Shortly after Matobato's testimony, De Lima was removed from her position as chairwoman of the Senate Justice Committee. The House Justice Committee also began hearings on allegations that De Lima had been receiving payments from drug lords imprisoned at the New Bilibid Prison in exchange for preferential treatment. Those hearings led to her imprisonment and court charges filed in 2017, which were all dropped by 2024.

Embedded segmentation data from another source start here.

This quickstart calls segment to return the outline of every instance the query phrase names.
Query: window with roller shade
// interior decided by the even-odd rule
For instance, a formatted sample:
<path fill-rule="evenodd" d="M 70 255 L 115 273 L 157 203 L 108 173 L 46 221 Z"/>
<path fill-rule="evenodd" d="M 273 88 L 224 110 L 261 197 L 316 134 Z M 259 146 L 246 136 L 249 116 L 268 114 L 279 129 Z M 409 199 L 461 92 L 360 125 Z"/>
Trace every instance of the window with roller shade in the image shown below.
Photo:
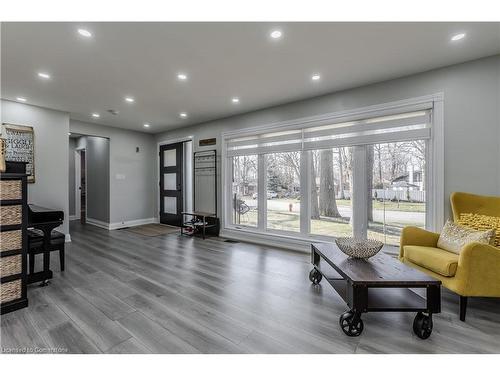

Following Matobato's hearing, he was denied Senate protection by then-Senate President Koko Pimentel. His protection under Trillanes remained until October 7, 2016, when he was turned over by Trillanes to the Philippine National Police after an arrest warrant was issued against him by a Davao municipal trial court. The warrant stemmed from a failure to appear at his arraignment for a case of illegal possession of firearms, filed in 2014. He was kept at Camp Crame for a week, and was later released after posting a bail of ₱30,000. Trillanes then continued providing protection for Matobato after his release. He filed murder, kidnapping, and crimes against humanity charges against Duterte and other alleged DDS members to the Office of the Ombudsman in December 2016 through his lawyer, Jude Sabio. Duterte was later removed from the list of respondents in 2017. Matobato was arrested again on March 6, 2017, for a frustrated murder charge, where he posted a ₱200,000 bail. He went into hiding again in 2017, after the Regional Trial Court of Panabo issued a non-bailable warrant for his arrest in connection to the kidnapping of Sali Makdum on March 27.

== International Criminal Court case ==

On April 24, 2017, representing Matobato, Sabio filed a 77-page complaint at the International Criminal Court (ICC) against Duterte and his subordinates titled "The Situation of Mass Murder in the Philippines, Rodrigo Duterte: The Mass Murderer" to its Prosecutor Fatou Bensouda. Aside from President Duterte, the complaint included Senators Richard Gordon and Alan Peter Cayetano, House Speaker Pantaleon Alvarez, Justice Secretary Vitaliano Aguirre II, Interior Secretary Ismael Sueno, PNP Chief Ronald dela Rosa, Police Colonels Edilberto Leonardo, Royina Garma, and Sanson Buenaventura, NBI Director Dante Gierran, and Solicitor General Jose Calida.

On January 14, 2020, Sabio, accompanied by now-disbarred attorney Larry Gadon, announced that he was withdrawing his complaint at the ICC. Sabio would claim that the withdrawal was due to his refusal to be a part of the politics of Senators Trillanes and de Lima, Congressman Gary Alejano, as well as the Liberal Party against President Duterte. Bensouda responded that Sabio's withdrawal would not affect the case, since there were 57 other communications to the ICC against Duterte.

Following persistent death threats, in January 2025, Matobato fled the Philippines with his family using a fake passport. Posing as a gardener, he left the country together with two Catholic priests who negotiated his escape and two journalists from The New York Times. Their first flight brought them to Dubai, then to an undisclosed location. He was brought under the protection of the ICC, and gave a deposition for the court to "secure his statements and testimonies". The Bureau of Immigration began investigating Matobato's escape from the country, including whether he had changed his appearance, and identified the fake name he used during immigration. Meanwhile, the Department of Foreign Affairs reported that Matobato did not have any passport records under his name.

== Personal life ==
Matobato is informally married to Joselita Abarquez. He has two stepchildren.